Le organizzazioni auspicano che nella prossima legislatura “venga ripreso l'iter di approvazione di una legge che potrà contribuire non solo alla crescita di imprese che hanno come obiettivo supportare e far crescere modelli di economia sostenibili ma soprattutto imprese che garantiscono il rispetto dei lavoratori e dei diritti umani e ambientali”
Commercio equo, mani con chicchi di caffè solidale

ROMA - Mancano meno di 20 giorni alle elezioni politiche e ormai programmi e promesse sono stati fatti e presentati ai cittadini. “Intanto il clima sociale non sembra essere quello di tranquillità e di pacifica convivenza – si legge in una nota delle organizzazioni del commercio equo -, in un paese che sta affrontando molte sfide economiche, sociali e culturali che devono essere superate per poter garantire un futuro più giusto ed equo a tutti e tutte”.

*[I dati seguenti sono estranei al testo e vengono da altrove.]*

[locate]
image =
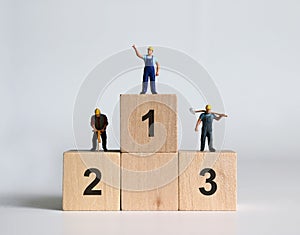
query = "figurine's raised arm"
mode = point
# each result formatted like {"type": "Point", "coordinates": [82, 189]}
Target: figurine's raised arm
{"type": "Point", "coordinates": [138, 54]}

Anche il Commercio Equo e Solidale, così, lancia il proprio appello ai candidati, auspicando che “nella prossima legislatura venga ripreso l'iter di approvazione di una legge - quella sul Commercio Equo- che potrà contribuire non solo alla crescita di imprese che hanno come obiettivo supportare e far crescere modelli di economia sostenibili ed equi ma soprattutto imprese che garantiscono il rispetto dei lavoratori e dei diritti umani e ambientali delle comunità, portando avanti anche attività di informazione educazione e sensibilizzazione”.

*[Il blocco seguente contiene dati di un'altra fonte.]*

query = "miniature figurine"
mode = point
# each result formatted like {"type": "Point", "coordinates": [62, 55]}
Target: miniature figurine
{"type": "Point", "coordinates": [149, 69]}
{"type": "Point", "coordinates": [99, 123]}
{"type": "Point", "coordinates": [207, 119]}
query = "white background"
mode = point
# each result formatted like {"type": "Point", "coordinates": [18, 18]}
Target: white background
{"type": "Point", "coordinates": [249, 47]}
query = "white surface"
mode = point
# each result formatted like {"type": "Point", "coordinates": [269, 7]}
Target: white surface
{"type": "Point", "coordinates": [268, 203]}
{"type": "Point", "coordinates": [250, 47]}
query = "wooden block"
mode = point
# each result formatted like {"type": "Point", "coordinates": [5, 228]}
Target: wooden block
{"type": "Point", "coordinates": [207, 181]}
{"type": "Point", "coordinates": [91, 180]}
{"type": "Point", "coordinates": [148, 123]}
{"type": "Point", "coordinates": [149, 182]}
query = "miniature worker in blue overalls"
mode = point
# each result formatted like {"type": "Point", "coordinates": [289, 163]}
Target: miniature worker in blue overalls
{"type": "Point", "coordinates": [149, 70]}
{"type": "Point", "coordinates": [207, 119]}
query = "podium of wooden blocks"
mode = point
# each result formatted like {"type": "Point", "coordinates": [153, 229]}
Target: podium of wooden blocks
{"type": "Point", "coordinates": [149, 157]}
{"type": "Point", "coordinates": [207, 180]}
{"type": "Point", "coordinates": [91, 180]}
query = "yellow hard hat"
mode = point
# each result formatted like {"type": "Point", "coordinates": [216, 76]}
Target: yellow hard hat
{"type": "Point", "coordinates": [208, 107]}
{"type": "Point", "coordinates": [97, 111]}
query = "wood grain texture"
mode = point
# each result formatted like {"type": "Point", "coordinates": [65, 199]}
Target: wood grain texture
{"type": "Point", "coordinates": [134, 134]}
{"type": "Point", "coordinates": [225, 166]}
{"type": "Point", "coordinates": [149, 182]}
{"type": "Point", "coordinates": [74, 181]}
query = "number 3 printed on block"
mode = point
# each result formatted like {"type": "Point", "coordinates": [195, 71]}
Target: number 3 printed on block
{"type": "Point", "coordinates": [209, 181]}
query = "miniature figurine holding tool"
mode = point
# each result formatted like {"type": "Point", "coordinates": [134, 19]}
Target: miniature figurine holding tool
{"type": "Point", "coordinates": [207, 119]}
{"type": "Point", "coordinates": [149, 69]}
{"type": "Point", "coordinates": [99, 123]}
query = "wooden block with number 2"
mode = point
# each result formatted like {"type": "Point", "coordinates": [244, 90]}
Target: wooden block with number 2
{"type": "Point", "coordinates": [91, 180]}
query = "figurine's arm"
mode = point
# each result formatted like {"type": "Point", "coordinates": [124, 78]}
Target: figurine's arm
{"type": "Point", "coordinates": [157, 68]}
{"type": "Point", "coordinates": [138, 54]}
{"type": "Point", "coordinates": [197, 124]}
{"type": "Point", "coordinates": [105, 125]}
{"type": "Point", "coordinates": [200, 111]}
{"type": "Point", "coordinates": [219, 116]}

Nella nota di Equo Garantito (Assemblea Generale Italiana del Commercio Equo e Solidale, l'associazione di categoria delle organizzazioni di Commercio Equo e Solidale italiane che rappresenta circa 80 soci in tutta Italia), Fairtrade Italia (il consorzio che dal 1994 rappresenta e promuove il Marchio di Certificazione Fairtrade e i valori del Commercio Equo e Solidale certificato sul territorio italiano) e Associazione Botteghe del Mondo, si sottolinea come “il percorso normativo per definire e regolamentare il commercio equo e solidale è stato avviato nel lontano 2006. Dieci anni dopo, nel marzo 2016, la Camera dei Deputati aveva finalmente approvato il testo di legge, ma poi l’iter si è interrotto al Senato e la conclusione anticipata della Legislatura ha vanificato un lavoro virtuoso di intesa fra Istituzioni e organizzazioni della società civile per dotare il nostro Paese – primo in Europa – di una legge ad hoc sul Fair Trade”.

È per questo che le organizzazioni rappresentative del movimento del Fair Trade in Italia chiedono a tutti i candidati “di impegnarsi, se eletti, ad attivarsi per portare a compimento questo lavoro”.
Un impegno preciso e pubblico “affinché venga riattivato il percorso verso l’approvazione della legge sul commercio equo e solidale ed in particolare: revisione e aggiornamento del testo nei primi 100 giorni, veloce calendarizzazione della discussione entro la fine del 2018 e tutto quanto deve essere fatto per l'approvazione entro la metà del 2019”.
“Sappiamo che tutto questo è possibile – concludono le organizzazioni -, ma che ci vuole la volontà politica e una visione di sviluppo più ampia e orientata alla garanzia dei diritti umani per tutti/e. Firmate l'appello e l'auspicio è quello di ricominciare a lavorare insieme presto per ricostruire quel ponte tra cittadini, istituzioni, imprese e organizzazioni della società civile, che possa portare alla definizione di leggi utili e condivise”.